Nous passons la journée à l'ombre d'un Soghé, nous baignons un peu dans une eau peu rafraichissante, partageons notre repas avec deux jeunes villageois qui nous ont accompagné et un fou de passage. Ces jeunes nous précèdent, puis nous rentrons à la voiture en fin d'après midi, non sans avoir acheté du poisson, ramassé du bois, et fait une grille en bois vert pour notre dîner. Bonne soirée en perspective donc. Avant tout, nous prévoyons d'aller nous présenter auprès du chef du village, comme cela se fait ici.
Arrivés à la voiture, mauvaise surprise, la porte à été forcée et beaucoup d'affaires ont disparu, argent, téléphones, chaussures, médicaments... En partant le matin, nous avions proposé au jeunes de laisser quelqu'un pour garder la voiture, moyennant un petit billet, ces derniers nous avaient répondus qu'il n'y a pas de bandit et que fermer la voiture à clé était suffisant. Ayant confiance dans les villageois, nous avions laissés nos affaires dans le coffre.

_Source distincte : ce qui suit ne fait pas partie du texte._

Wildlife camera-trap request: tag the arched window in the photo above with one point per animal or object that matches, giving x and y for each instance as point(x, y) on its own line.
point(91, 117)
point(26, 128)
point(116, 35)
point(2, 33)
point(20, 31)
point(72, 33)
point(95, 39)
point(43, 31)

Nous partons donc tous les 4 auprès du chef du village, accompagnés de gamins que venaient de tirer un héron. Nous arrivons à la concession du chef, les chaises sont sorties, sous le manguier, cernés par une centaine de paires d'yeux qui observent la scène inhabituelle. Après une dizaine de minutes de présentation et palabres, nous posons enfin notre problème, le chef ne parle pas français, Mr Camara, un notable du village fait la médiation, en Afrique, parler peu est un signe de pouvoir, la classe, c'est d'avoir son médiateur, de faire parler son "petit", pour n'intervenir trés sollenellement qu'au début et à la fin.
Mr Camara nous fait part de sa déception tout en nous faisant signaler que nous n'avons pas respecté la procédure qui consiste à aller se présenter au chef en arrivant au village, il nous aurait indiqué où garder la voiture en lieu sûr. Nous allons constater les faits, ramenons la voiture, nous rasseyons et reprenons la discussion, cette fois avec les deux jeunes nous ayant accompagnés, suspects au yeux du chefs qui les a convoqués. Les palabres reprennent, en sousou, la langue de l'ethnie du même nom qui occupe la partie ouest du pays. Bien evidemment, nous comprenons que les jeunes nient toute implication dans le vol. Petit détail que nous avons appris par la suite, un des jeunes et le fils du chef. Nous quittons le village dans une ambiance surchauffée, pour le chef les jeunes sont coupables, il s'engage à les maintenir sur place et nous demande de revenir avec les gendarmes, ce qui ne leur convient pas, on peut les compredre quand on connaît la finesse des militaires guinéens. Sur les recommandations du vieux, nous reprenons la route pour Kindia, accomagnés de Mr Camara pour revenir avec les gendarmes pour embarquer les jeunes.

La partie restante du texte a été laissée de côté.